Happy Juneteenth! Today we celebrate with our African American sisters and brothers. I’m Texas born and bred and so have always been aware of Juneteenth. Its ingrained in our culture and psyche that today is a true independence celebration for all. I say for all, because not only is it a celebratory time in the lives of African Americans, but also for all people. Fannie Lou Hamer told us, “Nobody’s free until everybody’s free.” Dr. Martin Luther King, Jr. put it this way: “Injustice anywhere is a threat to justice everywhere. We are caught in an inescapable network of mutuality.” We all are entwined in the grip of our tragic history, and it has affected each of us.
I was having a conversation with a friend from Africa recently. He was telling me how the families are large in Africa. Lots of brothers, sisters, aunts, uncles, cousins, nieces and nephews. These large families don’t necessarily distinguish along those lines. Its more about the family blood that runs through their veins. They consider each other as brothers and sisters by blood. The distinction is not drawn with just the nuclear family, but it is extended way beyond those boundaries.
I believe the idea of family extends even further than what my African friend alluded to. He spoke of the family blood as what distinguishes who is brother and sister. You’ll remember in chapter 10 of the Gospel of Luke we hear Jesus tell us the story of the Samaritan and the one who he showed mercy to. This story was in relation to someone trying to draw distinctions about who is to be considered a neighbor. Jesus was expanding the idea beyond boundaries, ethnicities, cultures, nationalities, religious affiliations. Everyone is a neighbor by Jesus’ definition. We are to care for and care about all people.
In Mark 3:31-35, Jesus takes it from neighbor to make it even more familial. “And his mother and his brothers came, and standing outside they sent to him and called him. And a crowd was sitting around him, and they said to him, ‘Your mother and your brothers are outside, seeking you.’ And he answered them, ‘Who are my mother and my brothers?’ And looking about at those who sat around him, he said, ‘Here are my mother and my brothers! For whoever does the will of God, he is my brother and sister and mother.’”
Not just neighbors, but mother and father, sister and brother, that’s who we are with all those who are children of God. And by definition, all people are God’s people. In reality, we all share the same blood. The blood that runs in my veins comes from the same source as the blood that runs in your veins, it is a life force from God.
Truly, we all are sisters and brothers. What happens to one, happens to all. What affects you, affects me. We are all interconnected.
From the National Museum of African American History and Culture, we read…
“On “Freedom’s Eve,” or the eve of January 1, 1863, the first Watch Night services took place. On that night, enslaved and free African Americans gathered in churches and private homes all across the country awaiting news that the Emancipation Proclamation had taken effect. At the stroke of midnight, prayers were answered as all enslaved people in Confederate States were declared legally free. Union soldiers, many of whom were black, marched onto plantations and across cities in the south reading small copies of the Emancipation Proclamation spreading the news of freedom in Confederate States. Only through the Thirteenth Amendment did emancipation end slavery throughout the United States.

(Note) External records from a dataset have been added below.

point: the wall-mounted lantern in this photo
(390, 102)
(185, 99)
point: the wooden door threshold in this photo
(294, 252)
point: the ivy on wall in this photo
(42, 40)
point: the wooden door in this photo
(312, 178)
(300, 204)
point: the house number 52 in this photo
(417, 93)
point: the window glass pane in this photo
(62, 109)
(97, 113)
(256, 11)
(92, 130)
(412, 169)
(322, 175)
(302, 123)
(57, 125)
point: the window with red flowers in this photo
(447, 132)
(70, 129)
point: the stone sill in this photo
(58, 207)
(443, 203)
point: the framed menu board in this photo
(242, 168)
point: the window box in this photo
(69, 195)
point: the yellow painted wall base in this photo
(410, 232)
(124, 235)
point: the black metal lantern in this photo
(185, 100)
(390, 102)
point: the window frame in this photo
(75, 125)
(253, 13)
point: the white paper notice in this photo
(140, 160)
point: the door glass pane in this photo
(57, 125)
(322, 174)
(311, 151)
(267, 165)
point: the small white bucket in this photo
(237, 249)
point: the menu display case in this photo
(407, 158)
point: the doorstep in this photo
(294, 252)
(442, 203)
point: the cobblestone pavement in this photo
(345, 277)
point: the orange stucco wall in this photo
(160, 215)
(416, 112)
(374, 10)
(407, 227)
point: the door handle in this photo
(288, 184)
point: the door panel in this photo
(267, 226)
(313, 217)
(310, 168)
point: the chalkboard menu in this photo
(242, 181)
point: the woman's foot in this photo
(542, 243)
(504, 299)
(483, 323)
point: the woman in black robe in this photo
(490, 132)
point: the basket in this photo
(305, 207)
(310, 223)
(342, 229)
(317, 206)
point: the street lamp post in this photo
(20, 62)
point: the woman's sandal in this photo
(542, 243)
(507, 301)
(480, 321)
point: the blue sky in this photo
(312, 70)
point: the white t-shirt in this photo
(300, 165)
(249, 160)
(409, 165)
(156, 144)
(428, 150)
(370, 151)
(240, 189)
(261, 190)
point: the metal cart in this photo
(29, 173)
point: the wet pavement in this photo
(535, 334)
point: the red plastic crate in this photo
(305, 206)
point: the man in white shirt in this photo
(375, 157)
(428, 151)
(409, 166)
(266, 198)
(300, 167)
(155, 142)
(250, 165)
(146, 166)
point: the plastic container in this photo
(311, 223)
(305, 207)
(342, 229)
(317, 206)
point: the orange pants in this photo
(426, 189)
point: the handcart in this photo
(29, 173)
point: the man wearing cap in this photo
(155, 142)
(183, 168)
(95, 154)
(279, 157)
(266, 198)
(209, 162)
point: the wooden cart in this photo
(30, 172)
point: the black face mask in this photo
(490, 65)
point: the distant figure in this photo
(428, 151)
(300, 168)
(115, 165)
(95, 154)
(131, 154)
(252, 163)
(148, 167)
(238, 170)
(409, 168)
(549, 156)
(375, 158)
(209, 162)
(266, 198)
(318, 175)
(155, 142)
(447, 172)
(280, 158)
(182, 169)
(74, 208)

But not everyone in Confederate territory would immediately be free. Even though the Emancipation Proclamation was made effective in 1863, it could not be implemented in places still under Confederate control. As a result, in the westernmost Confederate state of Texas, enslaved people would not be free until much later. Freedom finally came on June 19, 1865, when some 2,000 Union troops arrived in Galveston Bay, Texas. The army announced that the more than 250,000 enslaved black people in the state, were free by executive decree. This day came to be known as “Juneteenth,” by the newly freed people in Texas.”
Let’s you and me celebrate this independence day with our family; our brothers and sisters. We are still fighting for freedom and equality, even today. There are those who still seek to divide us along the lines of economic, racial, religious, gender, and sexuality in order to have power and privilege over us. Jesus came and showed us a different way to be. Jesus gave us the keys to the kingdom, by showing us this new way. He called us brother and sister, to show us we are part of the family of God. And in the family of God, we draw no distinctions. We all are precious and valued in the sight of God. We can and must do better with each other. We can and must treat our sisters and brothers as our blood relatives, because in fact, they are.
Again, happy Juneteenth to my entire family!